I always have a journal with me in my bag because I never know when a thought will come up – whether it’s a positive memory or it’s a moment of self-blame, where I want to remember or reference for later. These are notes that I can take into therapy and work through. It’s also been therapeutic for me to just have a few less thoughts in my head, now that they are on paper. For me, I have a million thoughts going on in my head at all times, especially with trauma, and it’s been helpful to me that I can have less mind clutter through the power of journaling.
There are several ways you can journal. I typically free flow journal throughout the day or in the morning time, and I also journal immediately after therapy or support groups. I want to remember the takeaways or interesting points that have come up so that they can help guide me until the next session.
One form of journaling that has been difficult for me but am trying to relearn the practice of is gratitude journaling. When you’re in pain it’s so hard to see the good but I’ve been, quite honestly, forcing myself to and a few really positive memories and points have come up through it.
Reading / Listening to Podcasts
Reading books on healing or listening to inspirational, personal growth podcasts keeps my mind in a more positive space. Often times I will listen to a podcast or one specific sentence in a book and actually feel that “A-HA” moment where two disjointed thoughts in my head some how come together and there is more connection in my thought pattern.
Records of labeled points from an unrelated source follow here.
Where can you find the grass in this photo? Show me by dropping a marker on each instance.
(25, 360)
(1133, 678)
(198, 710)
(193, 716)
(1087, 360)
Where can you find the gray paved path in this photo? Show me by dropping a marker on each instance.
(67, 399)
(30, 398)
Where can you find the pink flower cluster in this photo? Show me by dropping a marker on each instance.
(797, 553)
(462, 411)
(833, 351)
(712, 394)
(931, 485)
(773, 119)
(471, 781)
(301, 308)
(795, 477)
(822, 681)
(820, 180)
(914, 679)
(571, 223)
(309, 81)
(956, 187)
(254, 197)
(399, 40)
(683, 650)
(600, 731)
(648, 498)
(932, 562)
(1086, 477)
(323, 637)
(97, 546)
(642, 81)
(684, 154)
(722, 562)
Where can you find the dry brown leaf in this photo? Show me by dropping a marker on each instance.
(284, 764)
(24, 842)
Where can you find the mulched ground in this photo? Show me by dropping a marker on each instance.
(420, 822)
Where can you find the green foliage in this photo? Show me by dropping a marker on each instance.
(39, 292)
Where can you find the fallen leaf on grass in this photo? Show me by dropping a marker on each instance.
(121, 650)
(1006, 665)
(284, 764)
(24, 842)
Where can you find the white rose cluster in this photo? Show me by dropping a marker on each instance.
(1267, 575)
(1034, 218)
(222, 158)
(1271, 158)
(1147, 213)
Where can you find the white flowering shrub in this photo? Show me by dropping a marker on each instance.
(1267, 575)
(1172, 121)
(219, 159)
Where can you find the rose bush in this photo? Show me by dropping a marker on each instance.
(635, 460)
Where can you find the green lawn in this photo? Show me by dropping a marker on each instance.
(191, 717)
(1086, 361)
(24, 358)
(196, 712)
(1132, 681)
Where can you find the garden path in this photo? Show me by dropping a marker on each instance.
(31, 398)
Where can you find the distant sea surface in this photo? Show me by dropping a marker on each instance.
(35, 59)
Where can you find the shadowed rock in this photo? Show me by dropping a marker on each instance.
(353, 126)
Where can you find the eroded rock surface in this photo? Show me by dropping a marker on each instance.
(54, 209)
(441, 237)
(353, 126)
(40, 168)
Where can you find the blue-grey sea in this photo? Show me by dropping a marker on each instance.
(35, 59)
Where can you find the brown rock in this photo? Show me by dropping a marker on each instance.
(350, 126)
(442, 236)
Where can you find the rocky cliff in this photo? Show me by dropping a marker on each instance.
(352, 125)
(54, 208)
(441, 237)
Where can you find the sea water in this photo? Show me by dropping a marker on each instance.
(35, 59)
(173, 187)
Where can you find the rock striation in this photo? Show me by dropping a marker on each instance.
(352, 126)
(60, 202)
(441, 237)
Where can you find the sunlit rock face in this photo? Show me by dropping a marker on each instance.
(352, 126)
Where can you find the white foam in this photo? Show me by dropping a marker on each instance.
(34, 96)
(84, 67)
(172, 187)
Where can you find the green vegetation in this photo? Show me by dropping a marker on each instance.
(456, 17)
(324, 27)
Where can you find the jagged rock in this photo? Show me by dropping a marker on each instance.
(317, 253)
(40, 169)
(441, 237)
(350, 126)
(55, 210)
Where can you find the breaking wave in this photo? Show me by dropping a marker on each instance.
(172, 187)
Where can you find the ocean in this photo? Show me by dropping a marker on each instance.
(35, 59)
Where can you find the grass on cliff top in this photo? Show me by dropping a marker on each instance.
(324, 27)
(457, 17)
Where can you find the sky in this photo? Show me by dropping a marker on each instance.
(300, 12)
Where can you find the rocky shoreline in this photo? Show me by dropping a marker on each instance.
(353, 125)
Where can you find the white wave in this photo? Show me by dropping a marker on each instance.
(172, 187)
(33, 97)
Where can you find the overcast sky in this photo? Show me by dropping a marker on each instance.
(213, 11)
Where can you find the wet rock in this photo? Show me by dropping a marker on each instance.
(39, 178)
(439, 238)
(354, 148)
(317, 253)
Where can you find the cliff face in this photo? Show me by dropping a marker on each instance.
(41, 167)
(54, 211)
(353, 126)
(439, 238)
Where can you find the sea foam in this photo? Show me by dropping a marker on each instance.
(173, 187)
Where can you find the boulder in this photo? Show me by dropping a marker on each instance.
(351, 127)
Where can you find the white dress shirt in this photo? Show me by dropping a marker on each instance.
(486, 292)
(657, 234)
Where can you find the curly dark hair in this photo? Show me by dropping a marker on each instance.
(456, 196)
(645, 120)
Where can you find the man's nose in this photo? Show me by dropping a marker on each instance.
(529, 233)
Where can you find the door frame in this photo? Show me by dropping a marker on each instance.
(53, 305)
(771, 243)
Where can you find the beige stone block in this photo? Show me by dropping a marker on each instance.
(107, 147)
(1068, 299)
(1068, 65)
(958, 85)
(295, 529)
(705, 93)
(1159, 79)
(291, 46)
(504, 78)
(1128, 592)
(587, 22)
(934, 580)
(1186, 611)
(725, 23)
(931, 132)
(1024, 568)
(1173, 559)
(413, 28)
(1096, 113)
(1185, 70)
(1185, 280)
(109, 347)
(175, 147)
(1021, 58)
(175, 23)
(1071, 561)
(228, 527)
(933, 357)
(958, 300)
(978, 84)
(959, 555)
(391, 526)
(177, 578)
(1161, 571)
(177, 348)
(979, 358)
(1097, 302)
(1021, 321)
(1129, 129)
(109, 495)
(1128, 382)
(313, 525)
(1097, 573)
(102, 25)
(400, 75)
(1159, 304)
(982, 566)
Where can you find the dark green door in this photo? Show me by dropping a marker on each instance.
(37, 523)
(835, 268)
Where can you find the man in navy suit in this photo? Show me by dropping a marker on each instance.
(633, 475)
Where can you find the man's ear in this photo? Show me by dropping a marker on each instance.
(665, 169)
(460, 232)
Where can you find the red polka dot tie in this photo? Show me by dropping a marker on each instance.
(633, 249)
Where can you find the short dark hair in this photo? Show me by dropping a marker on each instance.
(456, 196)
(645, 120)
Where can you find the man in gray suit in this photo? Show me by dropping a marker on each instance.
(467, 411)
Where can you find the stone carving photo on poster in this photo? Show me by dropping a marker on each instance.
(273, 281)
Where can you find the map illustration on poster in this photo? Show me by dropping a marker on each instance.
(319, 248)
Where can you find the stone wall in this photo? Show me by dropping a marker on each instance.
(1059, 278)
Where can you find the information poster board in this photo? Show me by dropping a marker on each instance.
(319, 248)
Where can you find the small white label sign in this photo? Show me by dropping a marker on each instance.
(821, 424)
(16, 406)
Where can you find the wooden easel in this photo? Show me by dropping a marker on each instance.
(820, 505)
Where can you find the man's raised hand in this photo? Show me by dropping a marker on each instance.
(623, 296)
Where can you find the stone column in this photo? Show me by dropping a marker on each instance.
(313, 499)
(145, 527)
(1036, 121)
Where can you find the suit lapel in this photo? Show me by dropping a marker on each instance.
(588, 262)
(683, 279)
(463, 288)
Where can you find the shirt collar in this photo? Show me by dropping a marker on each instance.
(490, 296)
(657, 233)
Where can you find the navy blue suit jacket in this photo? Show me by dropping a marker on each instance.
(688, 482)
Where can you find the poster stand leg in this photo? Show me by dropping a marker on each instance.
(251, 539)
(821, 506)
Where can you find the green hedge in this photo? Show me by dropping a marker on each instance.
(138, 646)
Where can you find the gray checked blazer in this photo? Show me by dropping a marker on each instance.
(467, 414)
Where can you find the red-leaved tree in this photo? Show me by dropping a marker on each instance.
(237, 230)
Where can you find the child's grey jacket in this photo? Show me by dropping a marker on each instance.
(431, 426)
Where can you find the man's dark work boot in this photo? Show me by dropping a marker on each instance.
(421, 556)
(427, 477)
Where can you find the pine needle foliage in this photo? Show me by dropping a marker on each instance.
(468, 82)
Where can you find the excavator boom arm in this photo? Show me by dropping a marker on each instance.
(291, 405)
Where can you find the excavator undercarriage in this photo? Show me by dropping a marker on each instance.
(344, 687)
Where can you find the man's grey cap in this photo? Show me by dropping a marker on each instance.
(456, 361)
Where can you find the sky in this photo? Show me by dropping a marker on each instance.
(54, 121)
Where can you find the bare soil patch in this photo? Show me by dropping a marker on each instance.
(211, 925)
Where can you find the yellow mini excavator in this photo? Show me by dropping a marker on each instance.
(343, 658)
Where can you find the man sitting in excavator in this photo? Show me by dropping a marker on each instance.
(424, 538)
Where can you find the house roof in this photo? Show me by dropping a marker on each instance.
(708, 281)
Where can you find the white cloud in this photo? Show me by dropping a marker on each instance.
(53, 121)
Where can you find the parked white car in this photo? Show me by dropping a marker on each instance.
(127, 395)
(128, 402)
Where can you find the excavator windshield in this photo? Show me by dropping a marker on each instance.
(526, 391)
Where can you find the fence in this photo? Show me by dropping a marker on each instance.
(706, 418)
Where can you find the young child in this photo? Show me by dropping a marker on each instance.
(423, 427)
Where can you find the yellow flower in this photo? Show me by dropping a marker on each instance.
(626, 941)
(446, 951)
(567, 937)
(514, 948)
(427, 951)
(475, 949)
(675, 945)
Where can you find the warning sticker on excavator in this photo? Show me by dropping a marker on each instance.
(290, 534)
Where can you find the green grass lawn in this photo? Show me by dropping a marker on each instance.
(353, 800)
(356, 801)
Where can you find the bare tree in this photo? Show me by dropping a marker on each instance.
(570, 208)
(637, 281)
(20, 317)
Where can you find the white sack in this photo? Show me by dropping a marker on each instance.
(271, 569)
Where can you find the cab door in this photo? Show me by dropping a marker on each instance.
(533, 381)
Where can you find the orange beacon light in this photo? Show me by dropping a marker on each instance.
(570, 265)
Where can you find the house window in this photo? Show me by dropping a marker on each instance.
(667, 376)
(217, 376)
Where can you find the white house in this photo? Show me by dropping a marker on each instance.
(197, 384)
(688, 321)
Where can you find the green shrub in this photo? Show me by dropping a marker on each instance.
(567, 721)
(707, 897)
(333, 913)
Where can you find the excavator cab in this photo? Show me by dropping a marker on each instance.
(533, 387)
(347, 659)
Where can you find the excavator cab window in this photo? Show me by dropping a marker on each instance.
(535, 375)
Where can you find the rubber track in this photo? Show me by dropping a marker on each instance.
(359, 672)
Immediately proceeding Tiger’s passing, I slept, or was in bed, nearly 20 hours a day. I found it hard to function. I wasn’t eating. I just wanted to sleep. All day. This might sound unhealthy but it’s what I needed at the time. Luckily I had friends and family who would remind me to eat and to drink water. Then one day I just felt like it was time to get up. I got up and actually felt hungry, so I ate. I got up and actually felt depleted of air, so I went outside for a walk. Your mind and body will let you know when it’s time to re-enter and actively live. Give yourself the rest and space that you need, in the mean time.
Leave the house
On the other side to rest, without pushing yourself too much, try to leave your house. This sounds so simplistic but when you’re depleted of all energy, it’s truly an accomplishment to leave the house. At first I had to leave the house for work. I dreaded it but it happened and I did it. Then I realized, I could step away from my thoughts and my pain for a moment here and there and it felt less exhausting. Then I started to leave my house to go to a meditation session or to go to yoga. At least for that hour, my energy was moving throughout my body, rather than being stagnant in my bed.
Share your emotions
Through a lot of the above, I have cried. You know that moment where you feel tears in your eyes but you suppress them because you just don’t want to cry? Instead of suppressing my tears, I’ve just let them out. Sometimes it feels uncomfortable when it happens in public or with other people but it’s the only way that I have personally felt like I can breathe. Constantly pushing down emotions has affected my mental health in the past. The best we can do for ourselves is show up as our full selves – even if that means it’s “messy”. I always try to remember:
The only way out is through.
This is not me writing this after being “fully” healed. To be honest, as I read through it, I’m getting emotional. This is me writing sharing just one step forward I have been trying to actively take when I can. It might not happen each day but it is happening. Healing from loss happens on a path unique to you. Take your time. Be gentle with yourself. And breathe through it.